Guide to What the BOJ Is Changing, and What It's Not

  • The `key point' is that the main stimulus program is unchanged
  • There are tweaks to purchases of JGBs, J-REITs and stocks

The Bank of Japan surprised economists today by making operational changes to its unprecedented monetary-stimulus program. Here’s what has changed as a result of the announcement:

Size of main monetary stimulus program: Unchanged

The target for overall asset purchases hasn’t shifted. The BOJ still plans to boost the monetary base by an annual rate of 80 trillion yen ($656 billion). The bank reiterated that it will maintain its "quantitative and qualitative monetary easing" as long as needed to maintain its 2 percent inflation target “in a stable manner.”
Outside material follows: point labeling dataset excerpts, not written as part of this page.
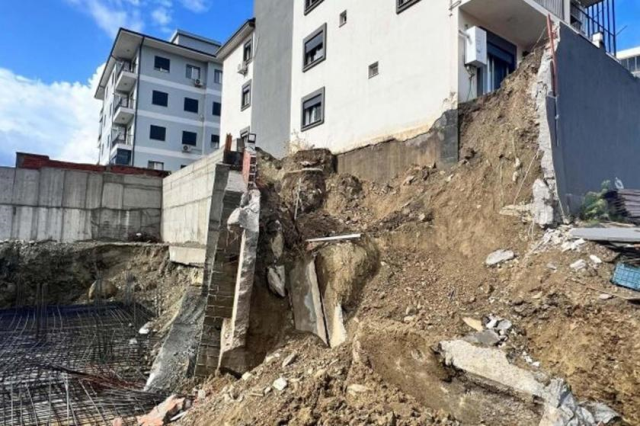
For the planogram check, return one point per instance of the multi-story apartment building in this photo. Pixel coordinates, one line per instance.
(161, 101)
(365, 71)
(630, 59)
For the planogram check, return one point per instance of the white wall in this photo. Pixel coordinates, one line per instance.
(417, 55)
(234, 119)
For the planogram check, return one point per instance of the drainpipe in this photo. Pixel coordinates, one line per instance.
(135, 120)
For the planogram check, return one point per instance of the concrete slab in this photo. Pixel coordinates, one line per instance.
(49, 223)
(51, 187)
(75, 189)
(24, 223)
(190, 256)
(305, 299)
(6, 221)
(94, 191)
(112, 196)
(26, 187)
(76, 225)
(7, 176)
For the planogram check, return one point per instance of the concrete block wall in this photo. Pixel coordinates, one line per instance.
(70, 205)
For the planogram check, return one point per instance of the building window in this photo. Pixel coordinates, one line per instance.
(313, 109)
(157, 133)
(193, 72)
(215, 141)
(343, 18)
(247, 53)
(315, 48)
(162, 64)
(191, 105)
(246, 96)
(189, 138)
(373, 70)
(402, 5)
(160, 98)
(155, 165)
(309, 5)
(217, 109)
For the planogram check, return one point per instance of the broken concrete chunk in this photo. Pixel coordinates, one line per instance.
(500, 256)
(476, 324)
(578, 265)
(276, 277)
(484, 338)
(280, 384)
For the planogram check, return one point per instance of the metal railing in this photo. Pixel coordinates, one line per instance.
(597, 19)
(554, 6)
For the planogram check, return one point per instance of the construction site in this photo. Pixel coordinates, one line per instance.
(251, 290)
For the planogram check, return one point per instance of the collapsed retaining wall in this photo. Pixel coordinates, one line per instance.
(596, 125)
(76, 205)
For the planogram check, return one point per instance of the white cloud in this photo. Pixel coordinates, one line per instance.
(58, 119)
(110, 15)
(197, 6)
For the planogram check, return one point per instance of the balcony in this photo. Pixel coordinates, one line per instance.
(125, 78)
(554, 6)
(123, 111)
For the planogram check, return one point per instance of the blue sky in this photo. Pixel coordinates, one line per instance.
(51, 51)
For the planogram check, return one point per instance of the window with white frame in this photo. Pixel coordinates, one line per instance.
(193, 72)
(315, 48)
(313, 109)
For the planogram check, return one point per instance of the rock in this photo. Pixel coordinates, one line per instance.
(408, 180)
(289, 360)
(356, 389)
(500, 256)
(109, 290)
(474, 323)
(578, 265)
(276, 277)
(484, 338)
(595, 259)
(542, 206)
(280, 384)
(145, 329)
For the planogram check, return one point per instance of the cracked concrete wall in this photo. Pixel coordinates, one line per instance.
(70, 205)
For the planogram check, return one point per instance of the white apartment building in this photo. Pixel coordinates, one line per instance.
(630, 59)
(161, 101)
(365, 71)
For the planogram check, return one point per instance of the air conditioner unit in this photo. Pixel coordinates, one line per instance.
(476, 47)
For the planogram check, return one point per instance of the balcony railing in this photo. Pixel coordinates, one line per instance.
(554, 6)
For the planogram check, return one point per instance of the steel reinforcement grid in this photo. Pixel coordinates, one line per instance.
(75, 365)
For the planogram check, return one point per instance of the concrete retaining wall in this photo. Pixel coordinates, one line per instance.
(597, 131)
(69, 205)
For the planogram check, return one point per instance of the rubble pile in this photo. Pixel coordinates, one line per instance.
(430, 299)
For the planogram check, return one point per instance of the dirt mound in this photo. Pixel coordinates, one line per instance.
(432, 231)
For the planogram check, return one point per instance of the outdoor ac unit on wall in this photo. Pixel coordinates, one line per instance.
(476, 47)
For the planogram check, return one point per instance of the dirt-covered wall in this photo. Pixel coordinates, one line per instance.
(76, 205)
(597, 121)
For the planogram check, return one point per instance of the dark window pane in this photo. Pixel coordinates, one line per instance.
(160, 98)
(157, 133)
(162, 64)
(191, 105)
(217, 109)
(189, 138)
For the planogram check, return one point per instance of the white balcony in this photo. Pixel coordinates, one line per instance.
(123, 111)
(126, 78)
This is “the key point,” Marcel Thieliant, senior Japan economist at Capital Economics, wrote in a note after the policy meeting. The tweaks in other areas “are all helpful measures, but they won’t make much difference in practice.”

Japanese government bond purchases: Tweaked

The central bank will continue buying JGBs so that the amount outstanding will increase at annual pace of 80 trillion yen, but there will be a shift in the securities that the BOJ buys. The average remaining maturity of JGBs bought will be extended to about seven to 12 years, from the start of next year. That’s up from the previous average maturity of seven to 10 years.
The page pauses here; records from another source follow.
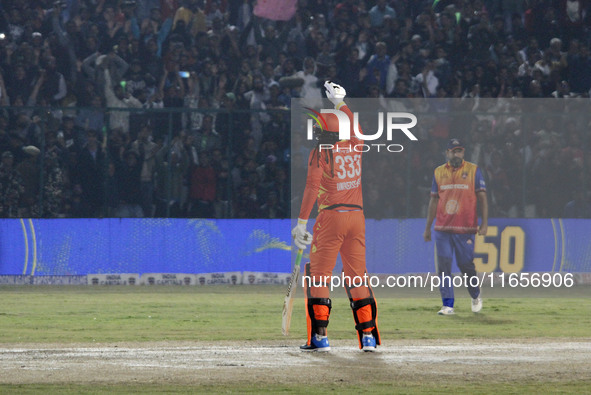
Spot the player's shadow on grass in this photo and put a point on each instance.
(482, 318)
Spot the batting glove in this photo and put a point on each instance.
(301, 237)
(335, 93)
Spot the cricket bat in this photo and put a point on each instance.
(288, 301)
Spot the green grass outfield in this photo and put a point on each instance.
(110, 314)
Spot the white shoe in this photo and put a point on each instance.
(446, 310)
(476, 305)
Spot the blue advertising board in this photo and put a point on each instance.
(82, 246)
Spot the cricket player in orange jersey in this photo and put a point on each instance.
(334, 181)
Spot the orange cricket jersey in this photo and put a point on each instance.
(339, 185)
(457, 188)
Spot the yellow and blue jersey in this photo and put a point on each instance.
(457, 189)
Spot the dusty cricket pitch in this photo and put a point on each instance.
(199, 363)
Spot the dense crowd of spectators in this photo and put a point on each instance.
(197, 93)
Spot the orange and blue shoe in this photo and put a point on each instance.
(319, 343)
(368, 343)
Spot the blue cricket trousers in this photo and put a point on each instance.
(462, 246)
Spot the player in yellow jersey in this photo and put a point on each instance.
(457, 187)
(334, 182)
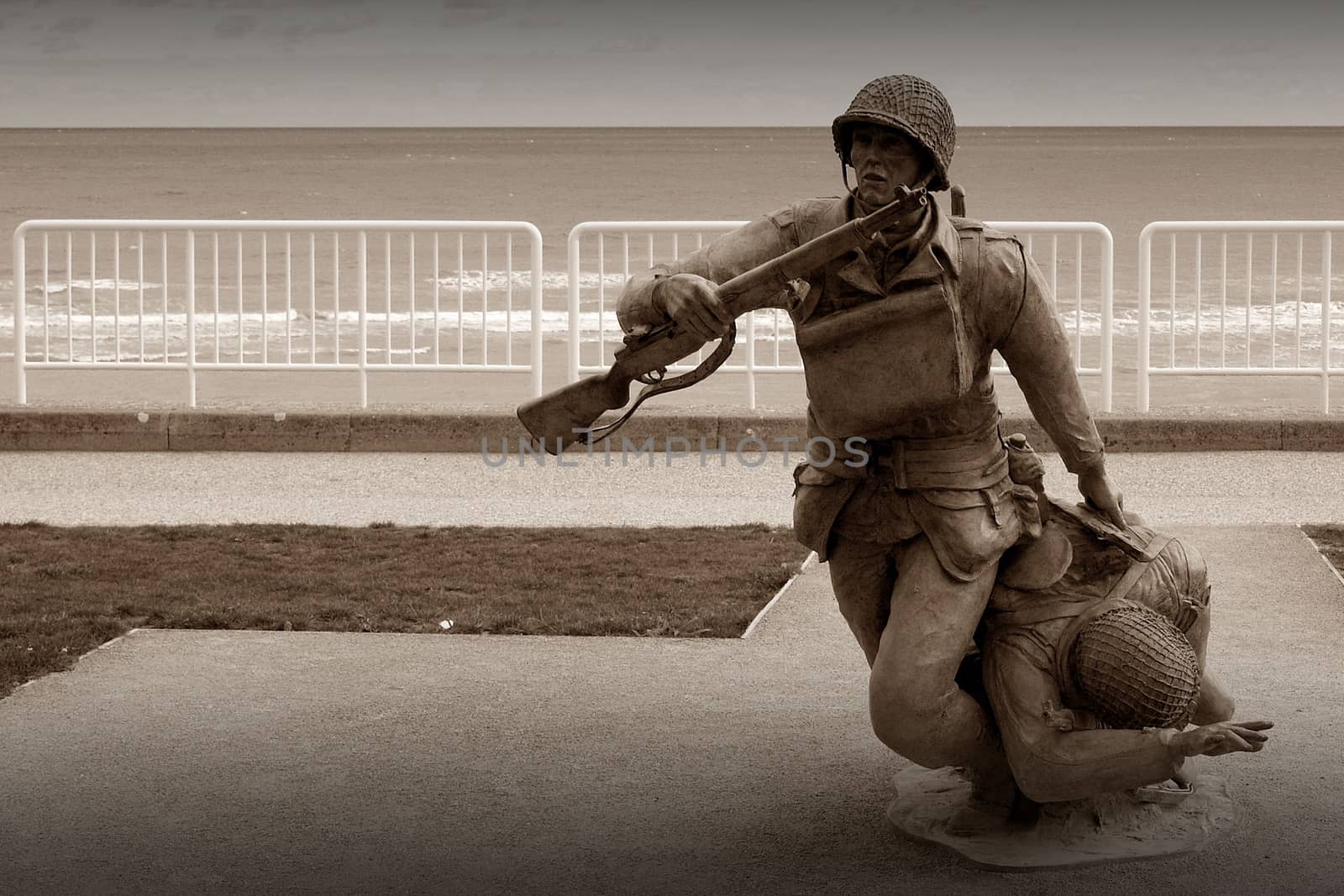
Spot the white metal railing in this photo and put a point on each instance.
(604, 286)
(362, 296)
(1277, 275)
(593, 295)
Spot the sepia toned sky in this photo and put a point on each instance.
(676, 62)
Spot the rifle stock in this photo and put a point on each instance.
(564, 416)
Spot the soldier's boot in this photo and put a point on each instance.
(994, 799)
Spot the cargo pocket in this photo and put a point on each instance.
(817, 499)
(969, 531)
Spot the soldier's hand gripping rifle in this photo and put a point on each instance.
(568, 414)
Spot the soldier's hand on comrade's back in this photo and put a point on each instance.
(690, 301)
(1102, 495)
(1221, 738)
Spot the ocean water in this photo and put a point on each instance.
(558, 177)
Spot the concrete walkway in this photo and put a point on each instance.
(73, 488)
(304, 762)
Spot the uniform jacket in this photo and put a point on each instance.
(902, 351)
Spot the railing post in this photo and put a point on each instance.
(1326, 322)
(363, 317)
(1108, 312)
(573, 281)
(20, 327)
(1146, 285)
(192, 318)
(535, 235)
(750, 360)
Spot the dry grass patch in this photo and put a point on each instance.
(67, 590)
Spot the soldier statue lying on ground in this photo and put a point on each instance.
(1095, 663)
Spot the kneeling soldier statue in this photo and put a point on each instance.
(897, 344)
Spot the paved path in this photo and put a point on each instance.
(71, 488)
(304, 762)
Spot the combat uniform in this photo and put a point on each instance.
(1027, 642)
(897, 345)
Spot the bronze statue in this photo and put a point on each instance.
(1095, 676)
(897, 343)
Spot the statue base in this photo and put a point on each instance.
(1108, 828)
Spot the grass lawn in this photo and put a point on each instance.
(67, 590)
(1330, 540)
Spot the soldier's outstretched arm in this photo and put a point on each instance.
(1053, 765)
(1038, 352)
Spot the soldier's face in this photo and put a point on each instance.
(884, 159)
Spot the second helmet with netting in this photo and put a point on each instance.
(913, 107)
(1136, 669)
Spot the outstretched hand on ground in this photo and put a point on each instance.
(1221, 738)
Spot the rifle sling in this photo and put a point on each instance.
(706, 367)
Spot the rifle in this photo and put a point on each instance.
(566, 416)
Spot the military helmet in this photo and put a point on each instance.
(913, 107)
(1136, 669)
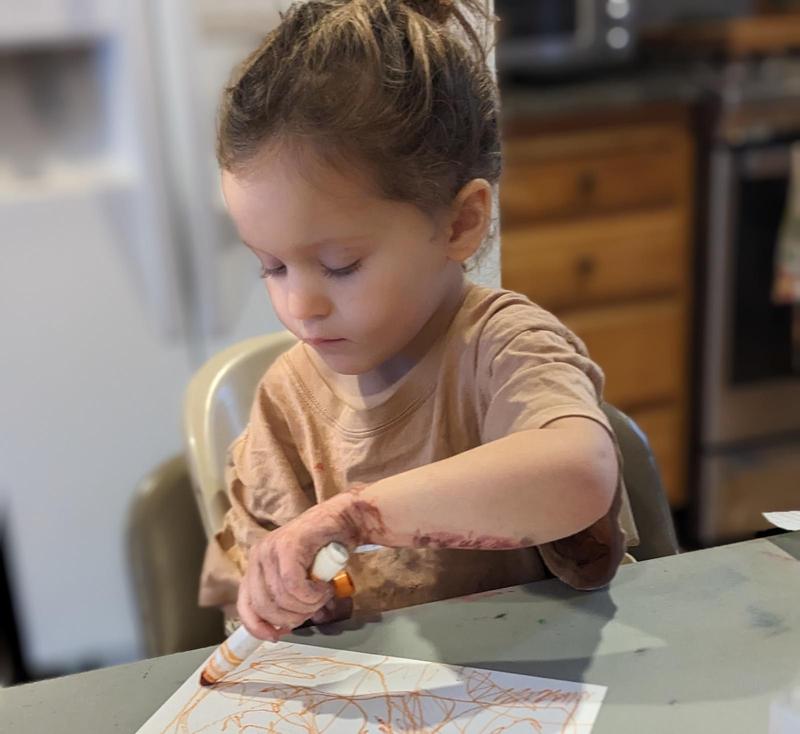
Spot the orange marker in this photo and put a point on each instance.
(329, 564)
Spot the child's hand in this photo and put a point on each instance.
(276, 595)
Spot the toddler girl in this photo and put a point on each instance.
(458, 426)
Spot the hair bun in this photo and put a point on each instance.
(438, 11)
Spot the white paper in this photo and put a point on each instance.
(302, 689)
(784, 520)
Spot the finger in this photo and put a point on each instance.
(278, 606)
(333, 611)
(252, 622)
(304, 592)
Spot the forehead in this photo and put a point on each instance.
(282, 202)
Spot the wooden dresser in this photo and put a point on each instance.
(596, 226)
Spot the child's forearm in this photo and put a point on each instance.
(525, 489)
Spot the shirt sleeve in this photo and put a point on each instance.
(267, 485)
(536, 376)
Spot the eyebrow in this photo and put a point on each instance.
(319, 243)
“It is appropriate to encourage a smoother decline in interest rates across the entire yield curve taking into account developments in the JGB market and the situation in financial institutions’ holdings,” the BOJ said. Three of the nine board members voted against this move.

Stock purchases: Increased (a little)

The BOJ is effectively increasing the size of its equities purchases, by adding a plan to buy about 300 billion yen a year of exchange-traded funds to the existing program of buying about 3 trillion yen a year of ETFs. The new 300 billion yen a year plan will be aimed at “firms that are pro-actively making investment in physical and human capital.”
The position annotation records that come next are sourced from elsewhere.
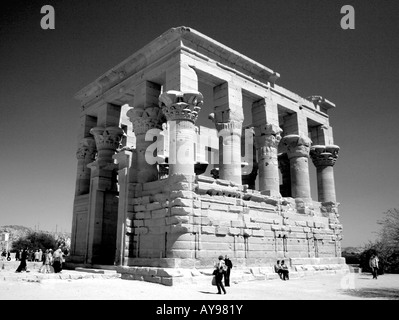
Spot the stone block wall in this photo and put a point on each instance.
(198, 220)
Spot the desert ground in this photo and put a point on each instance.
(351, 286)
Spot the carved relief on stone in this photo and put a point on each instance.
(108, 138)
(283, 163)
(269, 139)
(231, 127)
(145, 119)
(87, 149)
(324, 155)
(297, 145)
(178, 105)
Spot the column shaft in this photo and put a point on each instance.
(181, 111)
(269, 179)
(298, 148)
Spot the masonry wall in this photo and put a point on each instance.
(199, 220)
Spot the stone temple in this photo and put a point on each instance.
(158, 193)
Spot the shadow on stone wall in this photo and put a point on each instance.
(371, 293)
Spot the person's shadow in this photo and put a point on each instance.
(208, 292)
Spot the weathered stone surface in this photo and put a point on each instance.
(169, 211)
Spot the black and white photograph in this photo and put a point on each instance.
(199, 156)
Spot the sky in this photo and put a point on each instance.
(41, 70)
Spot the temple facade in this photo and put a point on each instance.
(157, 188)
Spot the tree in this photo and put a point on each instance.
(389, 233)
(34, 241)
(386, 246)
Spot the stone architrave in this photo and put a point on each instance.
(143, 121)
(86, 154)
(181, 111)
(298, 147)
(267, 145)
(324, 158)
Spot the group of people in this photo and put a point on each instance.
(373, 263)
(52, 261)
(282, 270)
(222, 273)
(223, 268)
(6, 255)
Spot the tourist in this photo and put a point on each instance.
(220, 268)
(374, 265)
(47, 261)
(22, 266)
(229, 265)
(278, 270)
(57, 260)
(40, 255)
(37, 255)
(284, 271)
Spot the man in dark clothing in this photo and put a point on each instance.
(229, 265)
(285, 271)
(22, 266)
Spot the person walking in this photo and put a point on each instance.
(278, 270)
(284, 271)
(17, 255)
(40, 255)
(57, 260)
(374, 265)
(220, 269)
(37, 255)
(229, 265)
(23, 266)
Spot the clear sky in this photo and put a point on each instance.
(41, 70)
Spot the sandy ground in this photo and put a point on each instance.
(351, 286)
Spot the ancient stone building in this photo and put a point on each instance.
(156, 188)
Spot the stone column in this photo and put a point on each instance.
(324, 158)
(230, 150)
(124, 161)
(298, 147)
(181, 111)
(267, 145)
(85, 155)
(228, 118)
(284, 165)
(100, 242)
(144, 120)
(249, 172)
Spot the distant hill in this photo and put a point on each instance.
(352, 250)
(17, 232)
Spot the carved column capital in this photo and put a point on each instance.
(86, 149)
(177, 105)
(107, 138)
(324, 156)
(145, 119)
(297, 145)
(268, 137)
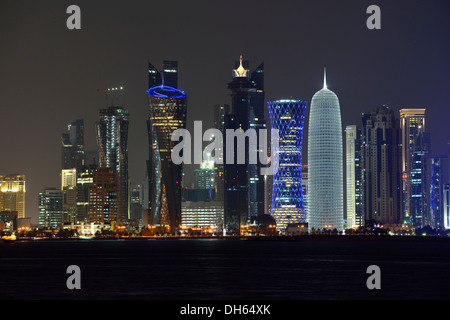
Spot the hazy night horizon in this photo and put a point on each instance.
(50, 74)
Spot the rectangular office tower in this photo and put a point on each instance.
(72, 149)
(12, 194)
(220, 113)
(51, 208)
(381, 154)
(243, 183)
(104, 196)
(437, 177)
(412, 124)
(353, 145)
(167, 112)
(112, 143)
(288, 116)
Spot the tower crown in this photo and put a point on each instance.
(240, 71)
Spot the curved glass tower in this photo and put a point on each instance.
(325, 162)
(287, 192)
(167, 113)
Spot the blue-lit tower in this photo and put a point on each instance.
(287, 192)
(167, 113)
(325, 162)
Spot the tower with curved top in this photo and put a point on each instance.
(325, 162)
(167, 113)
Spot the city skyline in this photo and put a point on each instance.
(362, 84)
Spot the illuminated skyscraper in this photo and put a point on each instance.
(411, 122)
(325, 162)
(220, 112)
(68, 185)
(112, 143)
(167, 112)
(418, 179)
(73, 145)
(287, 192)
(437, 176)
(168, 74)
(51, 209)
(446, 204)
(354, 216)
(243, 183)
(382, 167)
(12, 193)
(103, 196)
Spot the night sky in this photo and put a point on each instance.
(49, 74)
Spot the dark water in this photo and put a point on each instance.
(210, 269)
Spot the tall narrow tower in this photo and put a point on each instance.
(112, 142)
(167, 113)
(325, 162)
(287, 193)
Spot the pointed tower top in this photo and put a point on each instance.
(241, 71)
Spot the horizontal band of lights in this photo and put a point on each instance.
(163, 91)
(287, 191)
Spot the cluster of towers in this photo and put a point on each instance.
(390, 177)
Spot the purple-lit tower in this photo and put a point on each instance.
(287, 192)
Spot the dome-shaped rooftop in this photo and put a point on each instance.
(163, 91)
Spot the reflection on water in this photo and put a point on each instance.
(224, 269)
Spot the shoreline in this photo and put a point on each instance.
(294, 238)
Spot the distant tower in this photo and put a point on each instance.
(112, 143)
(12, 193)
(243, 183)
(325, 162)
(51, 202)
(287, 192)
(103, 196)
(381, 154)
(167, 112)
(354, 216)
(412, 121)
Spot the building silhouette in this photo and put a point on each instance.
(287, 116)
(382, 176)
(167, 112)
(412, 121)
(51, 210)
(112, 144)
(243, 183)
(104, 196)
(12, 193)
(325, 162)
(354, 184)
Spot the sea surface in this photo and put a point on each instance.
(212, 269)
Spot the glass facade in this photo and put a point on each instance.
(354, 196)
(12, 194)
(51, 209)
(325, 163)
(287, 116)
(112, 143)
(202, 214)
(167, 113)
(412, 121)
The new program will start with ETFs tracking the JPX-Nikkei Index 400, a gauge championed by the Abe administration’s corporate-governance reform initiative that selects companies based mainly on performance of return on equity and operating profits. The new program will start in April 2016. Three of the nine board members voted against this new program.

Here’s where it gets complicated: Offsetting sales

The new ETF program is designed to offset sales of stocks that the BOJ had accumulated under a previous initiative to reduce banks’ shareholdings. Sales of those stocks are scheduled to start in April 2016.

Once the sales from the previous initiative start, the pace will be about 300 billion yen a year, based on the November 2015 mark-to-market date. In another change, the BOJ postponed the deadline for selling back these stocks, to March 2026, from the previous deadline of September 2021.

Real Estate Investment Trusts: Tweaked

The pace of purchases of Japan Real Estate Investment Trusts, or J-REITs, remains about 90 billion yen a year, the same as before Friday’s decision. However, the central bank is increasing the maximum amount of each J-REIT issue that it can buy, to 10 percent from 5 percent. Three of the nine board members voted against this move.

Lending-support programs: Extended, Tweaked

The BOJ extended, by one year, two programs designed to boost private-sector lending that date from before Kuroda took the helm. This is the third time these facilities have been extended under Kuroda. The types of loans that will qualify for BOJ credit will also be tweaked, to favor “firms that are pro-actively making investment in physical and human capital,” the BOJ said.

Collateral rules: Loosened

Because banks’ holdings of government bonds have declined as the BOJ bought them up, lenders have less eligible collateral to obtain credit from the BOJ if needed. So the BOJ decided to accept foreign-currency denominated loans and housing loans as collateral in financing operations.